Sudan: Darfur conflict continues

The UN’s refugee agency, UNHCR, estimates nearly 200,000 refugees from Sudan’s western Darfur region have fled into eastern Chad after government forces and Janjawid militia attacked their villages. UNHCR also says over a million people have been internally displaced within Darfur as a result of the 16-month-old conflict and that 2 million people affected by the conflict in the semi-arid region urgently need humanitarian aid, the UN’s IRIN news agency said.

The conflict is increasingly spreading across the border into Chad, as the Janjawid, based mostly among Arabic-speaking nomadic people, have stepped up cross-border raids in a long-standing conflict with area farming communities.

The Darfur conflict increasingly threatens regional stability. At the same time, significant progress has been made toward a resolution of the long-standing conflict between Sudan’s government and the Sudan Rebel Movement/Army (SRMA) led by John Garang.

Bangladesh: Workers demand end to privatization

All the country’s trade union federations are joining together in a massive campaign opposing the government’s policy of privatizing state-owned industries, and demanding the reopening of factories the government has closed, the Communist Party of Bangladesh said last week.

Other demands include a national minimum wage linked to the cost of living, prompt payment of wages, lower prices for essential commodities, and resistance to armed religious fundamentalist forces. A huge rally in the capital city, Dhaka, on June 15 followed mass rallies in April and May called by the Coordination Committee for Protection of Workers and Employees in Industry. A nationwide all-day action is set for July 11, and one-day strikes are planned in industries and enterprises.

The unions are urging all progressive and democratic political parties and mass organizations to actively support the workers’ action program.

Guatemala: ‘Treat immigrants in Mexico better’

Guatemalan human rights activists are calling on the Mexican government to treat undocumented Guatemalans and other Central American immigrants better. The Attention for the Immigrant office on the border between the two countries said the growing number of undocumented Hondurans, Salvadorans and Guatemalans who are repatriated from Mexico often show signs of severe malnutrition, violence and physical and psychological abuse at the hands of Mexican police and immigration authorities, who abandon them on the border. Last year Mexico expelled nearly 175,000 Central Americans, many of whom are trying to reach the U.S. because the economic situation in their countries has deteriorated markedly under pressure of U.S. based transnational corporations.

France: CGT leads actions to uphold state utility

A national day of Action June 15 by the left-led CGT union federation in protest against plans to partly privatize the state electricity utility EDF brought thousands of workers into the streets, and resulted in blackouts in parts of Bordeaux, Grenoble, Cahors, Aaras and Limoges. In Paris alone, 6,000 power workers demonstrated.

The actions cut 12 percent of EDF’s output. Besides the six cities, power was also cut to the country homes of government supporters of the privatization plan.
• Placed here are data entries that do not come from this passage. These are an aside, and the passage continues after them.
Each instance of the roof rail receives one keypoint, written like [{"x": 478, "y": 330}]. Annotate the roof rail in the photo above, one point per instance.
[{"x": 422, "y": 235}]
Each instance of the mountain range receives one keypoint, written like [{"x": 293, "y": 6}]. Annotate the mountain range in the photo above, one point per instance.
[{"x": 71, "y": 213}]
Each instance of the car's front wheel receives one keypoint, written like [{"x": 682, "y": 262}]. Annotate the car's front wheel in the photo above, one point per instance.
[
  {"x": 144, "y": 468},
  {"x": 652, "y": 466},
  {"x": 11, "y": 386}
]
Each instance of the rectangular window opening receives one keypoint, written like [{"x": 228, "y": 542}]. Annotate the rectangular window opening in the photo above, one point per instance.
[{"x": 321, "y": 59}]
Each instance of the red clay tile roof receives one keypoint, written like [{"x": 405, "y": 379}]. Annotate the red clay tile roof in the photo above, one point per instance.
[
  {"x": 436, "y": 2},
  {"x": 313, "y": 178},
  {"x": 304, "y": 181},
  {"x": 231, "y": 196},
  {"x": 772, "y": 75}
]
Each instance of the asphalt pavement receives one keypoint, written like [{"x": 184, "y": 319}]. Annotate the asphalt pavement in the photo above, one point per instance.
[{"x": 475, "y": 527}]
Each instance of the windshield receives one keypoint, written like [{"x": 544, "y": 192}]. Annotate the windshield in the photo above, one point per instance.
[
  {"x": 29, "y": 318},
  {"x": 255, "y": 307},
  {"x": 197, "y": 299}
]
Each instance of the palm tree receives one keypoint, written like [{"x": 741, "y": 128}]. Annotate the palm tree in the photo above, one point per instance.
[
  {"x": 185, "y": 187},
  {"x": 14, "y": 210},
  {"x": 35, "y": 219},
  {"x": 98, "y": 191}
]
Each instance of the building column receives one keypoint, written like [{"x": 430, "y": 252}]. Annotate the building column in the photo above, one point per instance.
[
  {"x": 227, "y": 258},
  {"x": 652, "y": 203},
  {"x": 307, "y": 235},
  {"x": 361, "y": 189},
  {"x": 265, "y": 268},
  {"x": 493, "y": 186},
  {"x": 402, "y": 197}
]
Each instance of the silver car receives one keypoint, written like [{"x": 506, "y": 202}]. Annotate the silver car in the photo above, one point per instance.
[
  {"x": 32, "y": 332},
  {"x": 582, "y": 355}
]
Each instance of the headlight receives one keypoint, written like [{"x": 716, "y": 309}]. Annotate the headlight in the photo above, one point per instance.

The government seeks to allow up to 30 percent of capital in the EDF electricity utility and the GDR gas utility to be sold to private investors starting in 2005.

Diego Garcia: Islanders barred from returning

The hopes of some 4,500 former residents of Diego Garcia and their descendants to return to their strategically located Indian Ocean island home were dashed earlier this month by the British government. The island – part of the British Indian Ocean Territory – was leased to the U.S. which used its major base there in both Iraq wars.

A high court decision four years ago had opened the possibility for the islanders to go home. But on June 10 the British Foreign Office, bypassing Parliament by using an arbitrary form called “orders in council,” barred the former residents from returning to Diego Garcia or any of 64 other outlying islands. In the 1960s and 1970s when the island was being cleared for the base, Britain had induced many residents to leave by alleging they were not permanent residents of the island.

Haiti: Marchers demand Aristide’s return

Some 5,000 supporters of Haitian President Jean-Bertrand Aristide rallied in Port-au-Prince June 19 to demand his return to office and to condemn the Bush administration for forcing him from power. Protesters accused the U.S. of kidnapping Aristide on Feb. 29, and warned that they will boycott the coming general election if the president continues to be forced to remain in exile.

Conditions in Haiti remain chaotic and dangerous, with constant reports of violence by members of armed gangs – many of them former death squad members from previous dictatorships – whose insurgency preceded Aristide’s kidnapping.